I have an equation $$ \int_{0}^{1}sin(x)dx $$ and I want to find the error estimation for Gaussian quadrature using the above equation. I saw this formula for finding the error of the gaussian quadrature $$ \frac{(b-a)^{2n+1}(n!)^{4}}{(2n+1)(2n!)^{2}}\frac{f^{2n}(x)}{(2n!)} $$ For $n=2$ and by change of interval, i get this $$ \frac{(1)^{5}(2!)^{4}}{(5)(4!)^{2}} $$ Now the part I never get, i read some books online and they say $$ \max_{-1\leq x\leq 1}\frac{|f^{2n}(x)|}{(2n)!} $$ whiles others say $$ \frac{\max_{a\leq x\leq b}|f^{2n}(x)|}{(2n)!} $$ Which should I use. Please I need some clarity here.

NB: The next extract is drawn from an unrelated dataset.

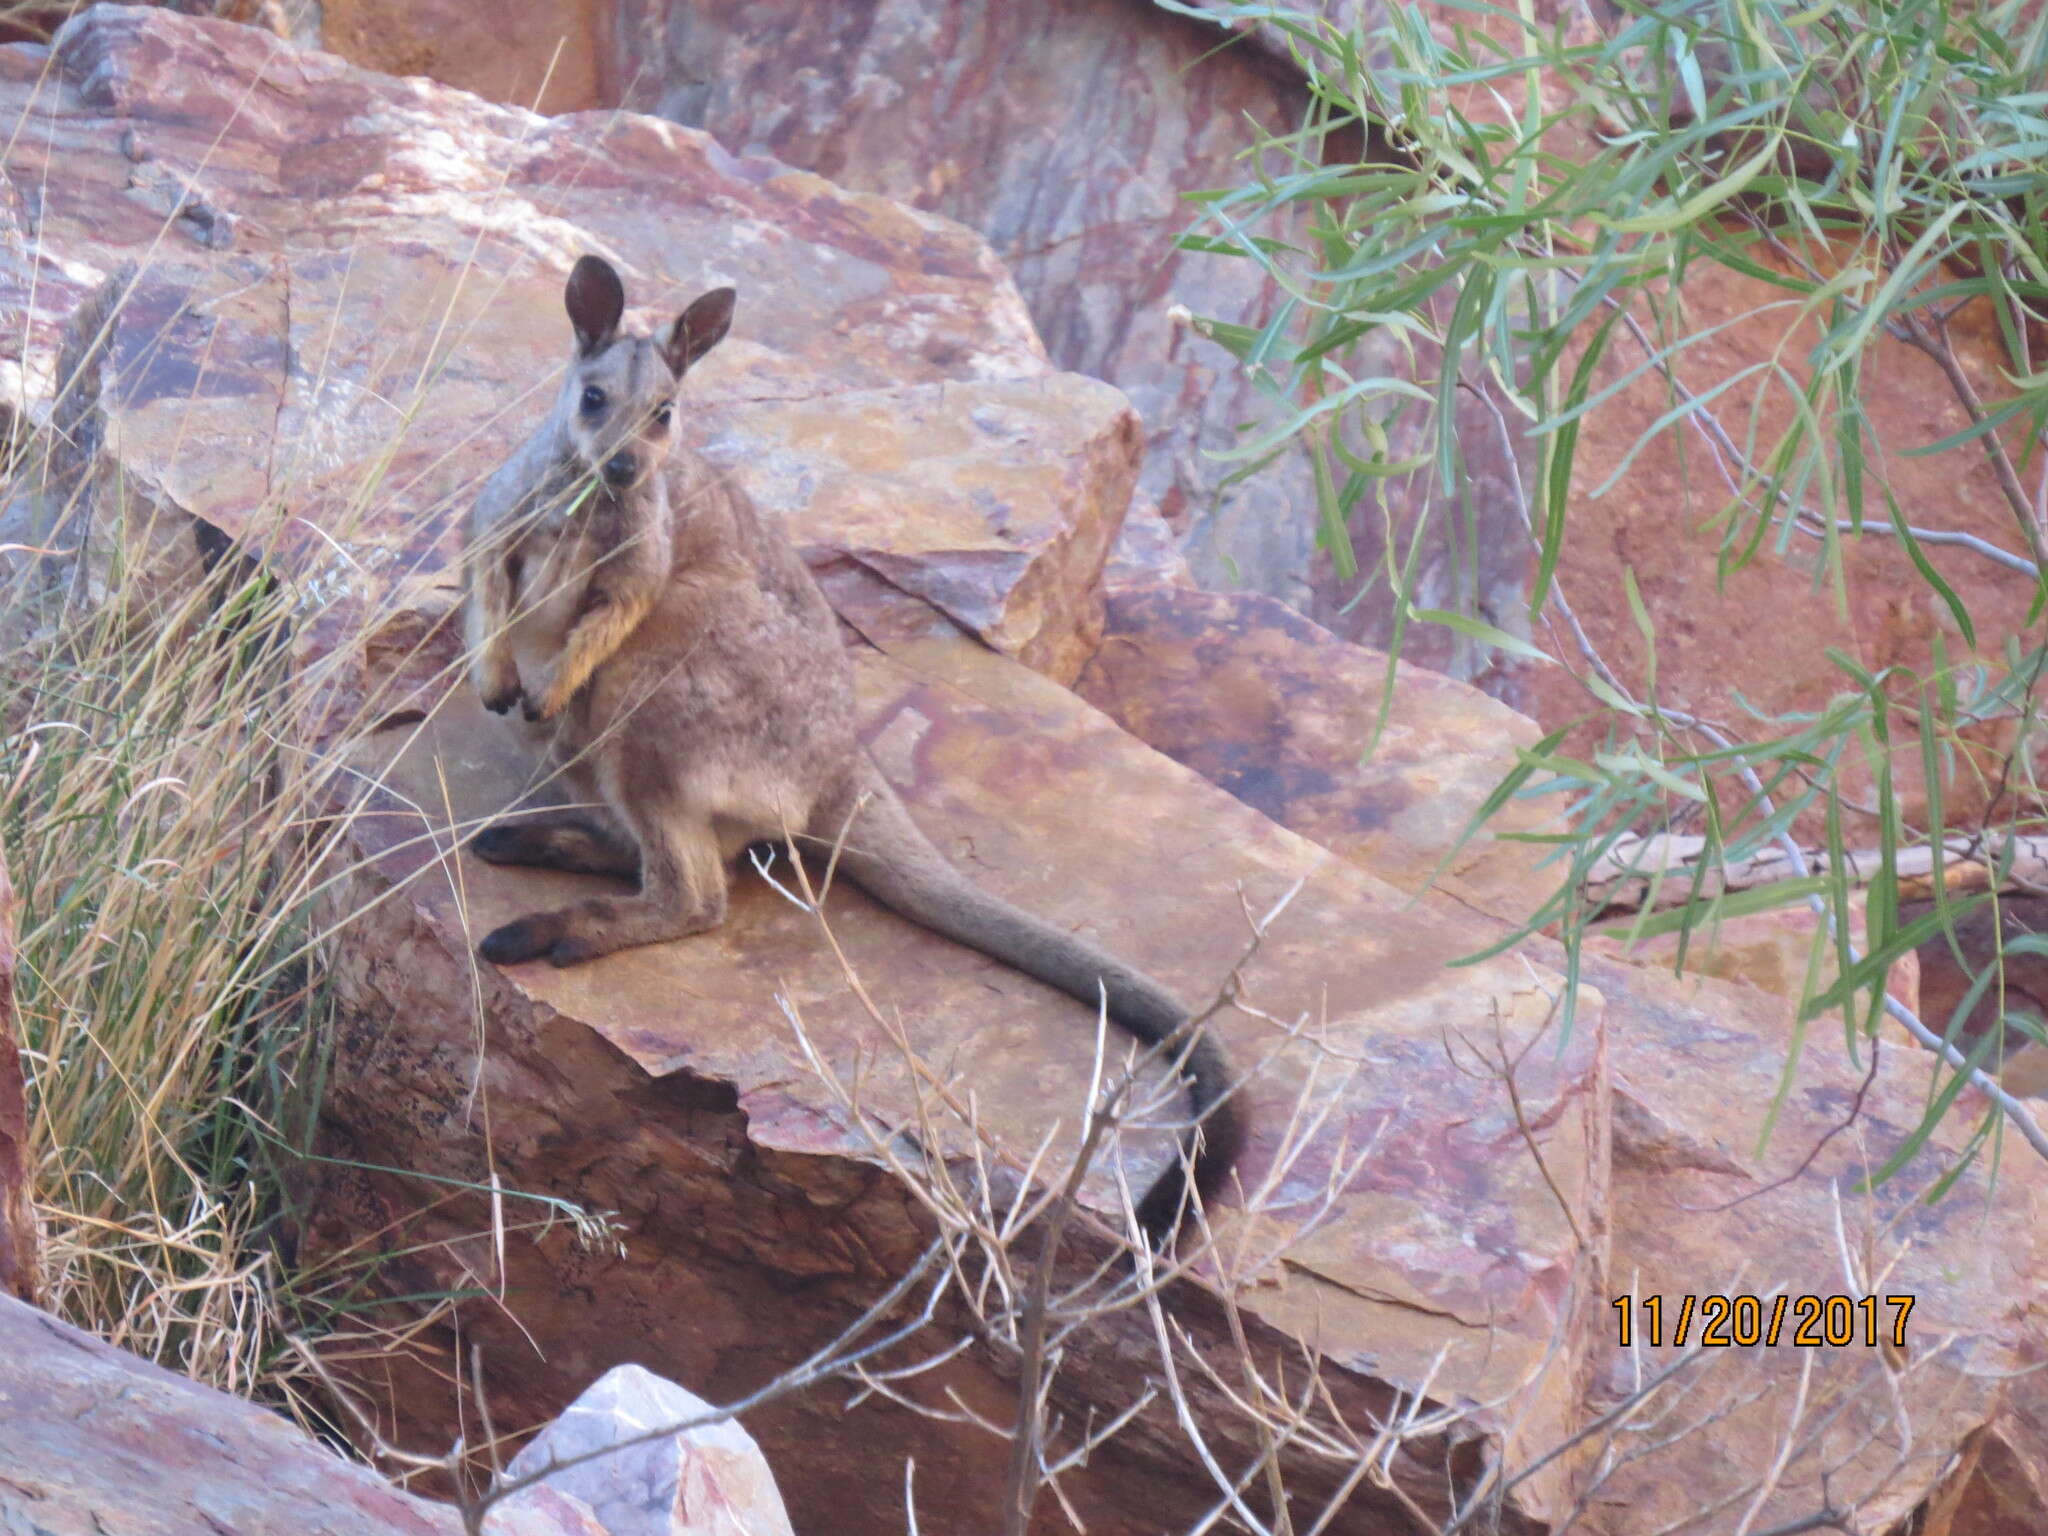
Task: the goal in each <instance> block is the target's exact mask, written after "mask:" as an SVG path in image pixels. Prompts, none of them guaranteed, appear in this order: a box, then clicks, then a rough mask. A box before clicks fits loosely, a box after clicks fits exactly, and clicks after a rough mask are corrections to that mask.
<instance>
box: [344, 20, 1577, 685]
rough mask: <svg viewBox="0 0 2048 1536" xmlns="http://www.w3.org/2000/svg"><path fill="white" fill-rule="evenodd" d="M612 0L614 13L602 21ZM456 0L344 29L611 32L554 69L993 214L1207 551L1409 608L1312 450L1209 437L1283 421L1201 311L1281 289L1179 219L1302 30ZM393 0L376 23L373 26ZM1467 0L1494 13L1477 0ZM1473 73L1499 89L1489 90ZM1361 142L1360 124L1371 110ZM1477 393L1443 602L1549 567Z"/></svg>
mask: <svg viewBox="0 0 2048 1536" xmlns="http://www.w3.org/2000/svg"><path fill="white" fill-rule="evenodd" d="M592 8H594V10H598V12H600V14H598V18H596V20H586V16H590V10H592ZM1446 10H1448V8H1446ZM1548 10H1550V6H1548V4H1546V6H1544V12H1546V18H1548ZM444 12H446V6H442V4H428V6H416V4H397V0H336V4H330V8H328V27H326V43H328V47H334V49H336V51H340V53H344V55H348V57H350V59H356V61H360V63H369V66H375V68H389V61H391V59H393V57H401V59H403V61H406V68H408V70H412V68H418V70H420V72H422V74H432V76H434V78H438V80H446V82H449V84H457V86H463V88H469V90H477V92H481V94H485V96H496V98H500V100H512V102H518V104H528V102H530V100H532V86H530V84H528V82H535V80H539V78H541V76H543V72H545V70H547V66H549V61H551V57H553V49H555V39H557V33H569V35H573V37H578V39H590V41H588V47H590V49H592V51H594V59H596V68H594V76H596V96H586V94H584V86H582V84H578V86H573V88H569V90H563V88H561V86H555V90H559V92H561V98H563V100H569V98H573V100H575V102H578V104H598V100H602V104H608V106H629V109H635V111H645V113H653V115H659V117H664V119H670V121H674V123H682V125H686V127H694V129H705V131H709V133H713V135H715V137H717V139H719V143H723V145H727V147H729V150H735V152H741V154H770V156H774V158H776V160H780V162H784V164H791V166H803V168H805V170H813V172H817V174H821V176H829V178H831V180H834V182H838V184H842V186H852V188H860V190H868V193H883V195H887V197H893V199H899V201H901V203H903V205H909V207H915V209H926V211H934V213H944V215H946V217H952V219H961V221H963V223H967V225H971V227H975V229H979V231H981V233H983V236H987V240H989V242H991V246H993V248H995V254H997V256H999V258H1001V260H1004V262H1008V266H1010V268H1012V270H1014V272H1016V279H1018V287H1020V291H1022V295H1024V301H1026V303H1028V305H1030V313H1032V319H1034V322H1036V326H1038V332H1040V336H1044V342H1047V348H1049V352H1051V356H1053V360H1055V362H1057V365H1059V367H1063V369H1073V371H1077V373H1087V375H1094V377H1098V379H1106V381H1108V383H1112V385H1116V387H1118V389H1122V391H1124V393H1126V395H1128V397H1130V399H1133V403H1135V406H1137V408H1139V414H1141V416H1143V422H1145V459H1143V475H1141V494H1143V496H1145V500H1147V502H1151V504H1157V508H1159V510H1161V512H1163V516H1165V522H1167V524H1171V528H1174V530H1176V532H1180V535H1182V537H1184V543H1186V553H1188V557H1190V561H1192V567H1194V571H1196V575H1200V578H1202V580H1204V582H1210V584H1219V586H1247V588H1251V590H1257V592H1268V594H1276V596H1282V598H1286V600H1288V602H1292V604H1296V606H1305V608H1307V610H1309V612H1313V614H1315V616H1317V618H1319V621H1321V623H1325V625H1329V627H1333V629H1339V631H1343V633H1346V635H1354V637H1374V639H1380V641H1384V639H1386V637H1389V635H1391V629H1393V606H1391V604H1389V602H1386V598H1384V594H1368V596H1366V600H1364V602H1354V600H1356V596H1358V592H1356V582H1352V580H1343V578H1337V575H1335V569H1333V563H1331V559H1329V555H1327V553H1325V551H1321V547H1319V539H1317V526H1319V504H1317V489H1315V475H1313V471H1311V465H1309V459H1307V455H1300V453H1296V451H1290V453H1286V455H1282V457H1280V461H1276V463H1274V465H1270V467H1266V469H1264V471H1262V473H1260V475H1257V477H1253V479H1249V481H1243V483H1237V485H1229V483H1225V481H1227V477H1229V473H1231V469H1235V465H1233V463H1219V461H1214V459H1210V457H1208V455H1212V453H1225V451H1231V449H1235V446H1239V444H1241V442H1243V428H1245V424H1247V422H1251V424H1260V422H1268V420H1272V406H1270V401H1268V399H1266V395H1264V393H1262V391H1260V387H1257V385H1255V383H1253V379H1251V377H1249V375H1247V373H1245V371H1241V369H1239V365H1237V360H1235V358H1233V356H1231V354H1229V352H1227V350H1225V348H1223V346H1219V344H1214V342H1210V340H1208V338H1206V336H1204V334H1202V330H1200V328H1196V326H1194V324H1192V319H1190V317H1202V319H1219V322H1225V324H1233V326H1251V328H1260V326H1264V324H1266V322H1268V317H1270V315H1272V311H1274V305H1276V303H1278V299H1280V293H1278V289H1276V287H1274V285H1272V283H1270V281H1268V279H1266V276H1264V274H1262V272H1260V268H1257V266H1253V264H1251V262H1243V260H1229V258H1221V256H1212V254H1204V252H1186V250H1180V246H1178V242H1180V236H1182V233H1184V231H1186V229H1188V227H1190V225H1192V223H1194V213H1196V207H1194V205H1192V203H1190V195H1192V193H1202V190H1212V188H1229V186H1237V184H1241V182H1243V180H1245V160H1243V158H1245V154H1247V150H1249V145H1251V143H1253V141H1255V131H1253V127H1251V125H1253V123H1257V125H1264V127H1266V129H1270V131H1292V129H1294V127H1296V125H1298V123H1300V119H1303V113H1305V111H1307V104H1309V92H1307V88H1305V82H1303V78H1300V74H1298V70H1296V68H1294V63H1292V61H1290V59H1288V55H1286V49H1284V47H1278V49H1264V51H1262V49H1257V47H1229V41H1231V39H1229V35H1227V33H1223V31H1219V29H1214V27H1208V25H1202V23H1198V20H1192V18H1188V16H1176V14H1169V12H1165V10H1161V8H1153V6H1130V4H1128V2H1126V0H1044V2H1040V4H1028V6H1020V4H1001V2H999V0H913V2H911V4H891V6H881V8H877V6H817V4H807V0H756V4H745V6H733V4H723V0H592V4H590V6H571V8H565V10H563V12H561V14H559V16H557V18H555V20H551V23H549V25H545V27H543V25H522V27H514V29H492V31H494V33H496V35H494V37H492V39H489V41H487V43H481V39H479V45H463V47H451V39H459V37H467V35H469V33H471V31H475V23H459V20H449V18H446V16H444ZM369 14H375V16H377V25H375V29H369V31H367V29H365V27H362V20H360V18H362V16H369ZM1452 14H1454V16H1456V20H1458V23H1460V25H1466V27H1470V25H1475V23H1473V16H1470V12H1452ZM520 37H522V39H524V47H520V41H516V39H520ZM514 51H518V53H520V57H518V61H512V59H510V57H508V55H510V53H514ZM563 72H569V74H571V76H573V78H575V80H578V82H582V80H586V78H590V76H588V72H586V66H584V63H582V59H580V57H578V53H575V49H573V47H571V49H569V53H565V55H563V61H561V63H559V66H557V80H559V78H561V76H563ZM512 82H516V84H512ZM508 92H510V94H508ZM1475 96H1477V98H1479V102H1481V104H1485V92H1483V90H1475ZM1346 145H1348V147H1356V135H1354V137H1346ZM1341 152H1350V150H1341ZM1407 367H1411V362H1409V358H1407V356H1405V354H1403V352H1401V348H1399V346H1397V342H1395V340H1393V338H1391V336H1378V338H1366V340H1364V342H1360V344H1358V356H1356V358H1354V371H1356V373H1358V375H1360V377H1362V375H1368V373H1401V371H1405V369H1407ZM1458 414H1460V440H1462V444H1464V453H1466V461H1468V475H1470V481H1468V496H1470V506H1473V514H1475V518H1477V537H1473V539H1470V541H1468V543H1466V539H1464V532H1462V528H1460V530H1458V532H1448V528H1450V524H1448V522H1444V520H1442V516H1440V518H1438V528H1440V530H1446V532H1442V537H1430V539H1425V541H1423V551H1421V559H1419V565H1417V580H1419V584H1421V588H1423V590H1425V592H1436V594H1440V596H1442V598H1444V602H1442V604H1438V606H1450V604H1452V600H1454V594H1466V598H1464V600H1475V598H1477V600H1479V602H1481V604H1483V606H1485V608H1487V610H1489V612H1497V614H1507V612H1511V610H1513V606H1516V598H1518V594H1520V592H1522V588H1524V586H1526V582H1528V569H1530V553H1528V537H1526V528H1524V526H1522V518H1520V512H1518V510H1516V504H1513V498H1511V494H1509V489H1511V473H1509V455H1511V453H1518V449H1516V446H1511V444H1507V442H1503V440H1501V432H1499V430H1497V426H1495V418H1493V414H1491V412H1489V410H1487V408H1485V403H1481V401H1477V399H1464V397H1460V403H1458ZM1423 449H1425V442H1423V438H1421V436H1419V432H1417V428H1415V424H1413V422H1409V420H1407V418H1403V420H1399V422H1395V424H1393V426H1391V442H1389V457H1405V455H1411V453H1417V451H1423ZM1530 467H1532V461H1530V463H1524V465H1522V473H1524V475H1526V473H1530ZM1382 494H1384V496H1386V498H1389V506H1386V508H1384V510H1386V516H1389V520H1391V522H1393V524H1395V528H1397V530H1399V532H1397V543H1399V549H1403V551H1405V549H1407V535H1409V530H1411V528H1413V522H1415V518H1417V516H1419V514H1421V510H1423V504H1425V498H1427V492H1425V487H1423V483H1421V477H1415V479H1413V483H1409V481H1405V479H1397V481H1384V483H1382V487H1374V489H1370V492H1368V494H1366V500H1364V502H1362V504H1360V506H1362V508H1372V510H1370V512H1366V510H1362V512H1360V516H1358V518H1356V520H1354V532H1352V537H1354V539H1356V541H1358V553H1360V561H1362V563H1364V565H1366V567H1368V569H1370V565H1372V561H1374V559H1376V557H1378V555H1380V526H1382V520H1380V508H1378V504H1376V500H1374V498H1376V496H1382ZM1147 526H1149V524H1139V526H1137V528H1135V530H1133V535H1139V537H1141V535H1143V532H1145V528H1147ZM1475 584H1477V586H1475ZM1409 645H1411V651H1409V657H1411V659H1415V662H1423V664H1427V666H1438V668H1450V670H1460V672H1470V670H1475V668H1483V666H1487V657H1485V655H1483V653H1477V651H1475V647H1470V645H1464V643H1460V641H1456V637H1452V635H1450V633H1448V631H1421V629H1417V631H1413V633H1411V637H1409Z"/></svg>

Now if I use both cases, I never get the book's error. the books with this example obtain an error of $6.4180e-003$. How do they get it. Please I need explanation. Thanks.

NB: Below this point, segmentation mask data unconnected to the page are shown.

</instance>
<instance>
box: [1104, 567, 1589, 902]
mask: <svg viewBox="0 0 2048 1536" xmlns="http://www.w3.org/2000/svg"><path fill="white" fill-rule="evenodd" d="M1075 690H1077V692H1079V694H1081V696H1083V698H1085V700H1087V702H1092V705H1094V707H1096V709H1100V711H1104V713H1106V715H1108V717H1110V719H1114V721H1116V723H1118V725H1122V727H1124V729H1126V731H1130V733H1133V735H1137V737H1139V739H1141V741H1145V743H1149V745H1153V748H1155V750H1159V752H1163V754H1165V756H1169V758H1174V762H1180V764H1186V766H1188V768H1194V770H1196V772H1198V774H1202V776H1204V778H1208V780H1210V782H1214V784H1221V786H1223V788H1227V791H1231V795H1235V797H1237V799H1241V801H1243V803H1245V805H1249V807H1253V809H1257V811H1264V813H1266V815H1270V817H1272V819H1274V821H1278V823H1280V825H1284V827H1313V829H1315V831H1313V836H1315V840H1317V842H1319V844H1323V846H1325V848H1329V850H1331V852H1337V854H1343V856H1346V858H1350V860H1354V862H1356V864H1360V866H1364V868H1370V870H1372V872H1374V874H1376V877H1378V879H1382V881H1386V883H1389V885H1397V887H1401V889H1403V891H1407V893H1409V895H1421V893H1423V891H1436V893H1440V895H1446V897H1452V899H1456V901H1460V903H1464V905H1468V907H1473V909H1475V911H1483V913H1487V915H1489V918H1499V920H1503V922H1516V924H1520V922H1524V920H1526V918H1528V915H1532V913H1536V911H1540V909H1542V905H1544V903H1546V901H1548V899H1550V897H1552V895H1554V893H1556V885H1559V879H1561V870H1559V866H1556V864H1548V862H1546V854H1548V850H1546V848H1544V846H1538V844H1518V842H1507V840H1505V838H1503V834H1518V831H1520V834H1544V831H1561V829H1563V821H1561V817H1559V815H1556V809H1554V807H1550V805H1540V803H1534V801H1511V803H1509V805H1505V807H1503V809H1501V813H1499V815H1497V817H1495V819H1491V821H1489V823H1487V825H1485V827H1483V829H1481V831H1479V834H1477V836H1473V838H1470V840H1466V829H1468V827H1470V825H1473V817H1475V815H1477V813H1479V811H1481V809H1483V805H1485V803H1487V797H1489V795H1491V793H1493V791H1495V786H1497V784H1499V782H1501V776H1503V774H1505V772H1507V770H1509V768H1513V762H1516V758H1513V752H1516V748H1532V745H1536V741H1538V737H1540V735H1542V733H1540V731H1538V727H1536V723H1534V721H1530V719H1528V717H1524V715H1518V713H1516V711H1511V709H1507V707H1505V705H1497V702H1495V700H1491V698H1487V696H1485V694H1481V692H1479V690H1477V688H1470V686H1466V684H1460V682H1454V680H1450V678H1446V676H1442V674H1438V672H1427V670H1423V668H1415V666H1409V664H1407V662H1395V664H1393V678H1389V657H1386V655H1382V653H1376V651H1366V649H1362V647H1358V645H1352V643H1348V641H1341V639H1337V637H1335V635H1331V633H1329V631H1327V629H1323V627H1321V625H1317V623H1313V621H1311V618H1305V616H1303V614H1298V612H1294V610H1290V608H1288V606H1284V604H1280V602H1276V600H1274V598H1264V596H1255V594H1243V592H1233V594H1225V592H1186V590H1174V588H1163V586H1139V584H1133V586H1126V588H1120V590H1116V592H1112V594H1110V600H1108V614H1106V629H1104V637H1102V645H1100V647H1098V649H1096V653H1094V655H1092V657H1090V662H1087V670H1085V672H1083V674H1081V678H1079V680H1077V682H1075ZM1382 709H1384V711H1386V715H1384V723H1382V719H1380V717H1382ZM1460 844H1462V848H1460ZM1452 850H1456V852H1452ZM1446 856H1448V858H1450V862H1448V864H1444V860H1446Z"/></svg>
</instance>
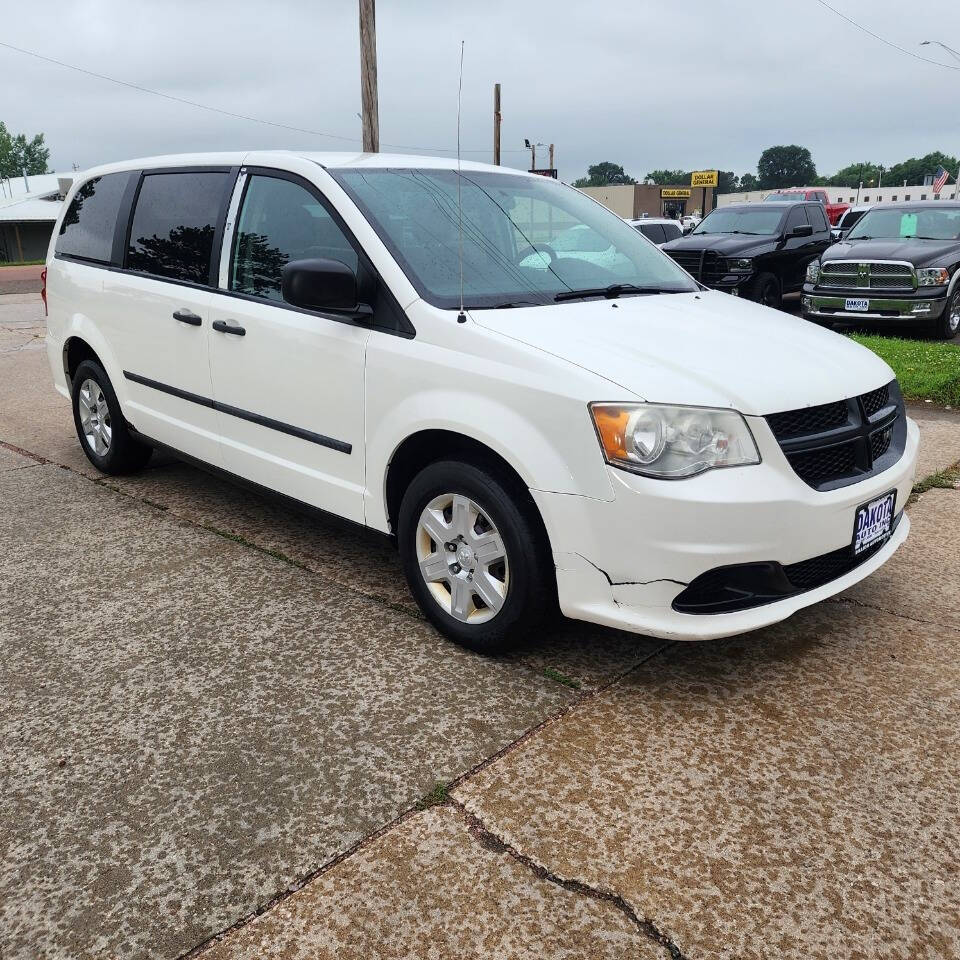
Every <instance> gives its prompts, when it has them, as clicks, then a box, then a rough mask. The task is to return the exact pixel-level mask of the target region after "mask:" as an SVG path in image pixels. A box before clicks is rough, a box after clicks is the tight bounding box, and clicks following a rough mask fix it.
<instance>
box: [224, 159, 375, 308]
mask: <svg viewBox="0 0 960 960" xmlns="http://www.w3.org/2000/svg"><path fill="white" fill-rule="evenodd" d="M317 258H320V259H324V260H339V261H340V262H341V263H345V264H346V265H347V266H348V267H350V268H351V269H352V270H353V271H354V273H356V271H357V253H356V251H355V250H354V249H353V247H352V246H351V244H350V241H349V240H348V239H347V238H346V236H345V235H344V233H343V231H342V230H341V229H340V227H339V226H338V225H337V223H336V221H335V220H334V219H333V217H332V216H331V215H330V212H329V211H328V210H327V208H326V207H325V206H324V205H323V204H322V203H320V202H319V201H318V200H317V199H316V197H314V196H313V194H311V193H310V192H309V191H308V190H306V189H305V188H304V187H302V186H300V185H299V184H297V183H293V182H292V181H290V180H284V179H281V178H279V177H266V176H253V177H251V178H250V181H249V183H248V184H247V189H246V193H245V194H244V198H243V207H242V208H241V211H240V221H239V225H238V227H237V233H236V239H235V241H234V251H233V260H232V263H231V268H230V289H231V290H234V291H236V292H237V293H245V294H248V295H249V296H254V297H265V298H266V299H268V300H282V299H283V295H282V293H281V290H280V281H281V271H282V270H283V267H284V264H286V263H288V262H290V261H292V260H311V259H317Z"/></svg>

Can you provide one of the references for those books? Using the error formula you mention, the error can be bounded by
$$ \frac{(1-0)^{2\cdot 2+1}(2!)^4}{(2\cdot 2+1)(2\cdot 2)!^3 } |\sin 1| \approx1.94785\times 10^{-4}.$$
In this case, since you can compute the exact value of the integral, you can also compute the actual error, $1.09882\times 10^{-4}$, which is consistent with the error bound.